Digitalis has no place in the treatment of cor pulmonale, and should only be used to treat acute supraventricular tachyarrhythmias such as atrial fibrillation. Heparin
Either standard or low-molecular-weight heparin should be administered to prevent deep venous thrombosis. The dose should be 5000 units two to three times daily or 2500 units once daily respectively.

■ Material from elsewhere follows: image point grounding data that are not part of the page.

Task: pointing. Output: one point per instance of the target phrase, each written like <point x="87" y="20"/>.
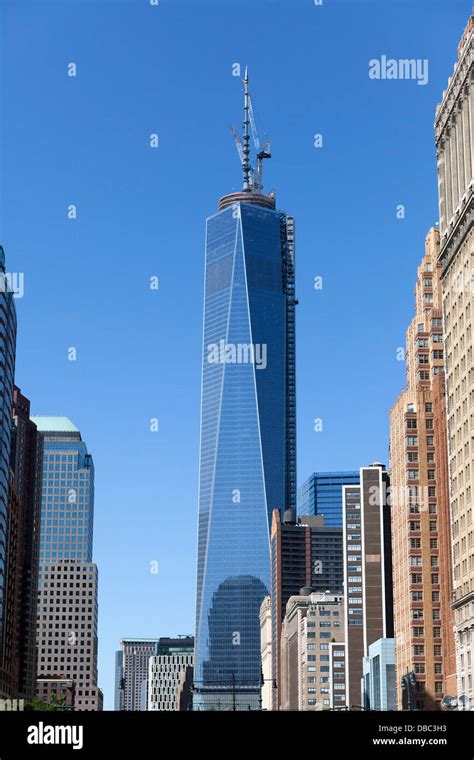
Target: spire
<point x="246" y="139"/>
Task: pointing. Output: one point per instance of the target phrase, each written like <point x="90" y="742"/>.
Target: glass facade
<point x="7" y="371"/>
<point x="67" y="508"/>
<point x="321" y="494"/>
<point x="247" y="444"/>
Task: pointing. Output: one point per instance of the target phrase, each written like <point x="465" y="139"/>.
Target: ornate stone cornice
<point x="453" y="240"/>
<point x="461" y="80"/>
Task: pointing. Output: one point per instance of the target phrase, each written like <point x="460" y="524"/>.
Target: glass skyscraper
<point x="67" y="510"/>
<point x="247" y="459"/>
<point x="321" y="494"/>
<point x="67" y="636"/>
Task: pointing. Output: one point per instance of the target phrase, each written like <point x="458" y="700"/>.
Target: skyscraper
<point x="368" y="599"/>
<point x="8" y="660"/>
<point x="303" y="553"/>
<point x="321" y="494"/>
<point x="173" y="661"/>
<point x="248" y="456"/>
<point x="131" y="670"/>
<point x="454" y="136"/>
<point x="26" y="490"/>
<point x="313" y="653"/>
<point x="68" y="579"/>
<point x="419" y="499"/>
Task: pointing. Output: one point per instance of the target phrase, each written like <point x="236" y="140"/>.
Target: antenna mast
<point x="246" y="147"/>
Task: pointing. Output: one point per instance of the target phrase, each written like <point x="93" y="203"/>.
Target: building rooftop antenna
<point x="246" y="138"/>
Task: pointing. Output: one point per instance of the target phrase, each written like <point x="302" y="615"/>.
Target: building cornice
<point x="461" y="79"/>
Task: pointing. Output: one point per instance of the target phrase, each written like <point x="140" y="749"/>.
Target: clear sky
<point x="141" y="213"/>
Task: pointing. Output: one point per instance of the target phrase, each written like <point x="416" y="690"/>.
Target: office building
<point x="9" y="664"/>
<point x="303" y="553"/>
<point x="67" y="620"/>
<point x="131" y="670"/>
<point x="119" y="683"/>
<point x="248" y="438"/>
<point x="170" y="674"/>
<point x="379" y="682"/>
<point x="454" y="137"/>
<point x="57" y="690"/>
<point x="268" y="683"/>
<point x="321" y="494"/>
<point x="418" y="498"/>
<point x="368" y="596"/>
<point x="312" y="653"/>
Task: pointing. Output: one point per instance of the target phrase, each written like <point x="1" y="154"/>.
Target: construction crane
<point x="253" y="179"/>
<point x="262" y="153"/>
<point x="240" y="151"/>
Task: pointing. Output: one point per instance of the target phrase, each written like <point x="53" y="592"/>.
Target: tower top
<point x="252" y="178"/>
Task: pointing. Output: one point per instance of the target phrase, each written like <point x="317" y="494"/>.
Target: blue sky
<point x="141" y="212"/>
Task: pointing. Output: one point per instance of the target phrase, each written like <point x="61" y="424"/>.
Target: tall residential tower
<point x="422" y="585"/>
<point x="9" y="665"/>
<point x="248" y="448"/>
<point x="68" y="579"/>
<point x="454" y="135"/>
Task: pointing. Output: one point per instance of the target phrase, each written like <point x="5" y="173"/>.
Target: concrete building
<point x="290" y="546"/>
<point x="420" y="508"/>
<point x="321" y="494"/>
<point x="379" y="681"/>
<point x="169" y="671"/>
<point x="311" y="678"/>
<point x="454" y="137"/>
<point x="368" y="596"/>
<point x="27" y="466"/>
<point x="67" y="620"/>
<point x="57" y="689"/>
<point x="9" y="664"/>
<point x="67" y="629"/>
<point x="266" y="654"/>
<point x="303" y="553"/>
<point x="131" y="670"/>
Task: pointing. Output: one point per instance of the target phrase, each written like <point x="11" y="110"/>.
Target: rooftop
<point x="54" y="424"/>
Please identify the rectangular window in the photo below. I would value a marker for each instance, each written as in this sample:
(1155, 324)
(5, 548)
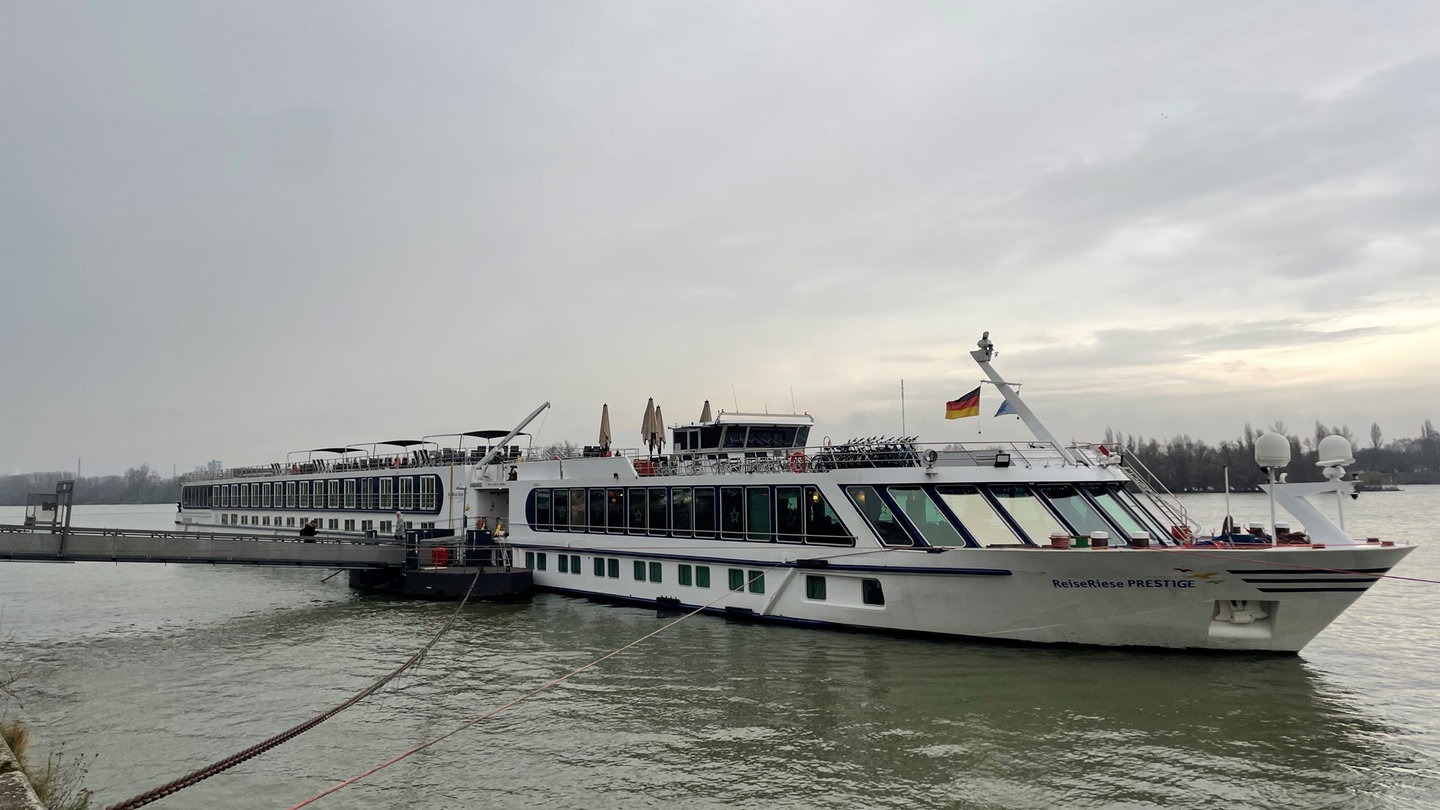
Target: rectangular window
(615, 510)
(871, 593)
(681, 510)
(560, 506)
(758, 513)
(815, 587)
(704, 512)
(596, 510)
(926, 516)
(732, 513)
(736, 578)
(658, 510)
(578, 509)
(635, 509)
(789, 522)
(756, 581)
(879, 515)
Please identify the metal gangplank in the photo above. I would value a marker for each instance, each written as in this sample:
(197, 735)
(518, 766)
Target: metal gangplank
(46, 544)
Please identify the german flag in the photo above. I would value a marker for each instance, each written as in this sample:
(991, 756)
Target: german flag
(968, 405)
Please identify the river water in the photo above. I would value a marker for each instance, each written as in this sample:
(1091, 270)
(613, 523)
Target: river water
(150, 672)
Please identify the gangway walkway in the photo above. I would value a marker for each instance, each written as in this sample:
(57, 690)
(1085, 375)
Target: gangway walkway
(126, 545)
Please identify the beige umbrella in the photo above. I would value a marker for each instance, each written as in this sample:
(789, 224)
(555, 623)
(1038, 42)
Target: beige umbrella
(647, 425)
(605, 425)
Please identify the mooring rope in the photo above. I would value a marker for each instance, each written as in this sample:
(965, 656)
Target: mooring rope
(527, 695)
(195, 777)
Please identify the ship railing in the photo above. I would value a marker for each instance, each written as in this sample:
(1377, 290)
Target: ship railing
(857, 454)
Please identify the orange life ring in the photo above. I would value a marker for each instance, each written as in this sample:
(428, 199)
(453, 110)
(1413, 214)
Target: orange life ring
(798, 461)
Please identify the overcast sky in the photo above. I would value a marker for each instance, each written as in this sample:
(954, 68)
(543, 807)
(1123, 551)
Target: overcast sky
(235, 229)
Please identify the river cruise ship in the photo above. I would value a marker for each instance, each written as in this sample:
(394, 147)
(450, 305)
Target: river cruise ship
(746, 515)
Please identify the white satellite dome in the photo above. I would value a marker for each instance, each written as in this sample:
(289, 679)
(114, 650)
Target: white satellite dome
(1272, 450)
(1335, 451)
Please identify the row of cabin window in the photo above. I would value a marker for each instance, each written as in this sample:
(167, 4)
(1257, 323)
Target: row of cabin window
(334, 523)
(959, 515)
(784, 513)
(694, 575)
(369, 493)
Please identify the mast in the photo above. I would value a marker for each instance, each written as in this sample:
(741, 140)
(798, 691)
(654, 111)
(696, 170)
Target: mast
(982, 358)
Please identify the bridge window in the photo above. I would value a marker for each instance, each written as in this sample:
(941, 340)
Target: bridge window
(977, 515)
(758, 513)
(576, 509)
(704, 512)
(615, 510)
(732, 513)
(658, 510)
(926, 516)
(879, 515)
(596, 510)
(1074, 508)
(560, 505)
(821, 522)
(789, 515)
(681, 509)
(1027, 510)
(635, 510)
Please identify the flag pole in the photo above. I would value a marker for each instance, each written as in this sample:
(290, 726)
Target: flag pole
(902, 405)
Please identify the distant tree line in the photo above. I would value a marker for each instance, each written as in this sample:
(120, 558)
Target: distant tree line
(137, 484)
(1185, 464)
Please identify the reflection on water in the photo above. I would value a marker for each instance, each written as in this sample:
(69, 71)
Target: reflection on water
(157, 670)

Many chronic obstructive pulmonary disease patients exhibit an increased resting metabolic rate, and nearly 50 per cent of those admitted to hospital with acute respiratory failure show some degree of protein calorie malnutrition. Nutritional support should aim to meet the raised metabolic needs of the acute episode, while a thorough assessment of the patient's nutritional status should guide objectives for the long term. Care should be taken not to administer large carbohydrate loads, as they lead to increased CO2 production and O2 consumption. Initially, patients should receive approximately 30 kcal/kg/day, not more than 40 per cent of which should consist of carbohydrates. The enteral route is preferred.
Hypercapnia in decompensated chronic obstructive pulmonary disease patients results from mechanisms such as increased dead-space ventilation, respiratory muscle fatigue, and increased CO2 production in the presence of a considerable rise in the respiratory drive. Hence, agents leading to further increase in respiratory drive, such as doxapram or medroxyprogesterone, are not useful and can worsen dyspnea.